Und das lag zum Zweiten an einer Chorleistung, die im wahrsten Sinne des Wortes ihresgleichen sucht. In acht von elf Bildern tritt der Chor mit der vielleicht schwersten Partie der gesamten Musikgeschichte auf. Gabriel Feltz hatte neben Theo Wiedebusch neunzig Proben angesetzt. Der Preis für diesen überdimensionalen Einsatz, der ja auch die organisatorische Leis-tung eines Theaters an die Grenze bringt, war eine beglückende Klangschönheit und Souveränität. Bemerkenswert, dass auch der Extrachor, dem immerhin ausschließlich LaiInnen angehören, hier mithalten konnte. Es geht in der „azione scenica“ um einen Emigranten, der das Bergwerksunglück in Belgien erlebt, auf seinem Rückweg in die Heimat faschistische Folter erleben muss und endlich angesichts der Überschwemmungen des Po sieht, dass er hier bleiben muss, dass „der Mensch dem Menschen ein Helfer wird“, wie es in den Schlussworten von Brecht heißt.
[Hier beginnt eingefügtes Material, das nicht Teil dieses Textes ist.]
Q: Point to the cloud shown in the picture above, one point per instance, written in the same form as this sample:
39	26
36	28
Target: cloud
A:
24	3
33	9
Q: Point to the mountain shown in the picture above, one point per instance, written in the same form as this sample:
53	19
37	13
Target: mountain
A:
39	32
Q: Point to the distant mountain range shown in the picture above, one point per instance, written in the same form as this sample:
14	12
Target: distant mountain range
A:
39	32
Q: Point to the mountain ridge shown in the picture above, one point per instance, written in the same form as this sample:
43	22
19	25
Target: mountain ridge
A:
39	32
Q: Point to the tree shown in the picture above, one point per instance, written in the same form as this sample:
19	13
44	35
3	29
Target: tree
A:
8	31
Das ist nicht gradlinig erzählt, was die Schwierigkeit für jede Inszenierung ausmacht. Im Grunde ist es ein Oratorium. Es ist erstaunlich, wie gut Hans Kresnik der Musik diesmal – im Unterschied zu Fidelio – zugehört hat, wie schlüssig er einen bildnerischen Grundansatz gebildet hat: Die Bühne – von ihm und Tim Kuhnert – liegt voller Schuhe, Symbol vielleicht für die anhaltende, durch die Verhältnisse erzwungene Wanderschaft des Menschen, Affen krabbeln von abgestorbenen Bäumen, versuchen Mensch zu werden. Der Emigrant verlässt bei Kresnik eine tortenfressende Überflussgesellschaft. Sie blasen per Seifenblasen ihre Utopien in die Luft, die der Emigrant wütend zerschlägt.
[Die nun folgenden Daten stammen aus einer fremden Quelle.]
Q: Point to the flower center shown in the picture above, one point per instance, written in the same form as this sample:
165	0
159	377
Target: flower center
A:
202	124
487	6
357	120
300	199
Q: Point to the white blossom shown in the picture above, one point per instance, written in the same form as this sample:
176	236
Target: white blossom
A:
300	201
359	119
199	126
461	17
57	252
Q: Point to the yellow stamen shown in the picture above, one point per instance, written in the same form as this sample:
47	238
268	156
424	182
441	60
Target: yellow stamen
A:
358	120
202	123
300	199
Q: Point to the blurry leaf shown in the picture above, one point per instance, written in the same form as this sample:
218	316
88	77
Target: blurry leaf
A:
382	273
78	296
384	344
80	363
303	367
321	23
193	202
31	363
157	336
Nono selbst hat Bildprojektionen, historische zum Vietnamkrieg, Kambodscha, zu rassistischer Intoleranz und den Ausbrüchen des Neonazismus, vorgeschlagen, daneben aber natürlich Interpretationsraum gelassen. Mir war die Bilderflut Kresniks zu viel, sie lenkt zu sehr von der Musik ab. Und leider ließ sich Kresnik trotz zu bewundernder Zurückhaltung zu einigen Plattheiten hinreißen: Zum Beispiel windet sich der Gefolterte unter einem riesigen roten Schaumgummikreuz. Das ist ebenso an der geschmacklichen Grenze wie der Hand-in-Hand-Gang des Paares auf die glücklichen (Video-)Kindergesichter zu.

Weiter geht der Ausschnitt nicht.